En
Octubre de 1977 un niño de Tordesillas, Martín Rodríguez, tras regresar del
colegio, fue con sus amigos a jugar al bote de la malla, una clase
de escondite muy practicado en la España rural.
Martín
y su amigo Fernando salieron a buscar un lugar donde esconderse. Sin darse
cuenta se alejaron de la barrida de San Vicente, entrando en un vetusto
corral abandonado situado en la cuneta de la nacional 122. Los niños indecisos
empezaron a dar vueltas al viejo edificio buscando el lugar más adecuado para
esconderse. Como entretenimiento, comenzaron a lanzar piedras sobre el derruido
tejado del pajar. Una de ellas cae por uno de los agujeros y produce un sonido
nunca antes escuchado por ellos. Un estruendo metálico rompe el silencio del
lugar. Los pequeños se miran. No pueden resistir la curiosidad.
Los
niños comenzaron a ver una misteriosa luz que irradiaba esa parte del corral.
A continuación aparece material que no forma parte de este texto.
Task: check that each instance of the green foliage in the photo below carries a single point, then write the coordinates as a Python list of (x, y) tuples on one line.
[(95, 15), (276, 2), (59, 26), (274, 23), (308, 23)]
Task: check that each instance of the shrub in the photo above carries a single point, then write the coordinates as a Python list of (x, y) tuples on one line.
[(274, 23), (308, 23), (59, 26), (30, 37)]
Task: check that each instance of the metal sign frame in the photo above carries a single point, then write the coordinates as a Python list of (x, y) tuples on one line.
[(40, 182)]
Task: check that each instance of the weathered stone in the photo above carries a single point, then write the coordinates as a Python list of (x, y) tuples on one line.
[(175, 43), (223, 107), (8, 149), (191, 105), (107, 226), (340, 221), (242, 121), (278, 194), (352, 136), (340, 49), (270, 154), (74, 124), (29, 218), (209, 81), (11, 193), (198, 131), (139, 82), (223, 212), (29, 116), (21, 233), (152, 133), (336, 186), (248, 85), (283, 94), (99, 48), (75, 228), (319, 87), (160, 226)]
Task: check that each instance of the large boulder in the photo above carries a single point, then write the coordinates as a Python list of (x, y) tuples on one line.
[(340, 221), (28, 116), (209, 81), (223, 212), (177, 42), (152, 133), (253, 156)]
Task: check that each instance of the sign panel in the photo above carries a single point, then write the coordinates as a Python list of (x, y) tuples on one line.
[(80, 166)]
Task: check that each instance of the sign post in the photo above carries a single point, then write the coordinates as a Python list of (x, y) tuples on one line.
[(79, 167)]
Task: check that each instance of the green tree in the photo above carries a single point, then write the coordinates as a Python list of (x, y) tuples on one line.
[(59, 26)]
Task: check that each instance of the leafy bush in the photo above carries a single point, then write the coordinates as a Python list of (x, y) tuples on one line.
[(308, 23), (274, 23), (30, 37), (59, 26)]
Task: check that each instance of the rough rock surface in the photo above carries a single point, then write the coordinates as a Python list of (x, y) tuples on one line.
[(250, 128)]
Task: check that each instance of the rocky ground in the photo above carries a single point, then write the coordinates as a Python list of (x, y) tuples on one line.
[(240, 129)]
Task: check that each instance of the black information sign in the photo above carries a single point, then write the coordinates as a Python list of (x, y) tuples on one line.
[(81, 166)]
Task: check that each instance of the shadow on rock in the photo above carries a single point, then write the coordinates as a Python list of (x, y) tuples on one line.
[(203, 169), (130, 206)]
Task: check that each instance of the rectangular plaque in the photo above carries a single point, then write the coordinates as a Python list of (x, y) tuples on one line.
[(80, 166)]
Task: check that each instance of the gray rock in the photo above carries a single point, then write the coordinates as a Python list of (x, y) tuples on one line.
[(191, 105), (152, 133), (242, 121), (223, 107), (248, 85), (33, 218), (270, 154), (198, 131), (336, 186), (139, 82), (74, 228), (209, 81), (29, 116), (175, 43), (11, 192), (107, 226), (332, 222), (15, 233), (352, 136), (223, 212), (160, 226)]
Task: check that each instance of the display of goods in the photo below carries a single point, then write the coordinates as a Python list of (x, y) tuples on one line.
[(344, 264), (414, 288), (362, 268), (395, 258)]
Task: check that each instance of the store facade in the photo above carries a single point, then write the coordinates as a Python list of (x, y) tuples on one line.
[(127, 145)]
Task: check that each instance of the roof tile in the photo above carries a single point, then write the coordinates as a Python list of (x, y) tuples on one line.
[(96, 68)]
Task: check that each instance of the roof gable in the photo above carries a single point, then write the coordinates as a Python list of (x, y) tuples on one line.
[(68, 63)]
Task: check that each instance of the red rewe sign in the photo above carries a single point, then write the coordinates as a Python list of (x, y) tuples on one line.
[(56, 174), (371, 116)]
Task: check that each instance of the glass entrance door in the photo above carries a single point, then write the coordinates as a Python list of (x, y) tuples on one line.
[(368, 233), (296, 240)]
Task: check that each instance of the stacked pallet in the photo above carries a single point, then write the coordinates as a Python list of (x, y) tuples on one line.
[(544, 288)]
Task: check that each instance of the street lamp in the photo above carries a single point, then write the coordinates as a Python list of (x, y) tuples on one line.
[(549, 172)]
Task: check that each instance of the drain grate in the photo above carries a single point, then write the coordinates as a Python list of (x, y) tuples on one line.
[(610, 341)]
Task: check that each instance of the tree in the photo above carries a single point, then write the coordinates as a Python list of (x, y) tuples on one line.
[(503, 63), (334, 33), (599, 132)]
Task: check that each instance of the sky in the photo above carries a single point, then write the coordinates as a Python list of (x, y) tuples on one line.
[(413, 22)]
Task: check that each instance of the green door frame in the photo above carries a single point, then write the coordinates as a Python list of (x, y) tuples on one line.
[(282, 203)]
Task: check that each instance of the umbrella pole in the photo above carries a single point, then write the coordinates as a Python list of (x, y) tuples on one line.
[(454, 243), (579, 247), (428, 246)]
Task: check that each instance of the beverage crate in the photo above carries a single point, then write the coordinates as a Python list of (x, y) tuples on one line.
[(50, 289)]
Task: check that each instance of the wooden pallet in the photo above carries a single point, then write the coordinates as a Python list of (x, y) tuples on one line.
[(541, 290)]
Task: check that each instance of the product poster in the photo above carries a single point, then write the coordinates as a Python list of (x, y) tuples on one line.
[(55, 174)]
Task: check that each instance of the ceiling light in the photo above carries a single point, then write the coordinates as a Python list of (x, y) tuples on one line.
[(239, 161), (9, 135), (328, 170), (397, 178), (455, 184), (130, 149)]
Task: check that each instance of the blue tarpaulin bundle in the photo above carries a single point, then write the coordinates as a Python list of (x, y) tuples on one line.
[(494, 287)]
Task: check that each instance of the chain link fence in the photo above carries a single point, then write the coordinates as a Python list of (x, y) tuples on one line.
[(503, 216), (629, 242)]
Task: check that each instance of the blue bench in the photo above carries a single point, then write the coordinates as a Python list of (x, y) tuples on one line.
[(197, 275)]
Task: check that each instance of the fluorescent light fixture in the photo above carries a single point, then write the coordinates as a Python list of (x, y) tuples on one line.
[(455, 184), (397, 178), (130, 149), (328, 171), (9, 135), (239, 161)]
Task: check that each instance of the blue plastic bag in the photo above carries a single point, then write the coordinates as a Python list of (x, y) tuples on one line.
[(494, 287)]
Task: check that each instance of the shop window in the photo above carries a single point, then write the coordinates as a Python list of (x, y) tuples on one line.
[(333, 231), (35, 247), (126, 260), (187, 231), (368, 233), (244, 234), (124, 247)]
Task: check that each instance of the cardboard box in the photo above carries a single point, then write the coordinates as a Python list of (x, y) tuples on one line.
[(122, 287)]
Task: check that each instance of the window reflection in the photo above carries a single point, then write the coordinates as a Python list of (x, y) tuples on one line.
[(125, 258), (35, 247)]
Alzaron la cabeza y presenciaron una enorme lágrima lumínica de aspecto
metalizado apoyada en tres anchas patas, similares a vigas, se posaba a tan
sólo unos metros de ellos. Aquella especie de nave desprendía luces de diversos
colores que, en medio de aquel solitario corralillo, proporcionaba una escena
poco menos que increíble. Fernando se asustó. Martín en cambio se quedó
fascinado.
Aquello,
fuera lo que fuese, debía tener cerca de tres metros de altura por dos de
ancho. Emitía un sonido similar al de un avión cuando está en tierra presto
para despegar. El extraño objeto con forma de pera les recordaba a los
capirotes que llevan los fieles en las procesiones de Semana Santa.
En
esos instantes de asombro, algo ocurre. El sonido que emitía la nave se
intensificó como si estuviera cogiendo potencia. De repente, de las entrañas
del artilugio manó un potente haz de luz que impactó de lleno en el abdomen de
Martín. Martín se retuerce, le quema, le abrasa. Comienza a sudar, su tez se
torna amarillenta, se debilita tanto que apenas oye los gritos de Fernando, su
amigo del alma, que presencia la brutal agresión inmovilizado por el horror. El
rayo se seguía cebando con el pequeño. Con las pupilas dilatadas y un aspecto
cetrino, Martín se desplomó. La irradiación se cortó y el extraño objeto
terminó por elevarse hasta perderse en el negro firmamento.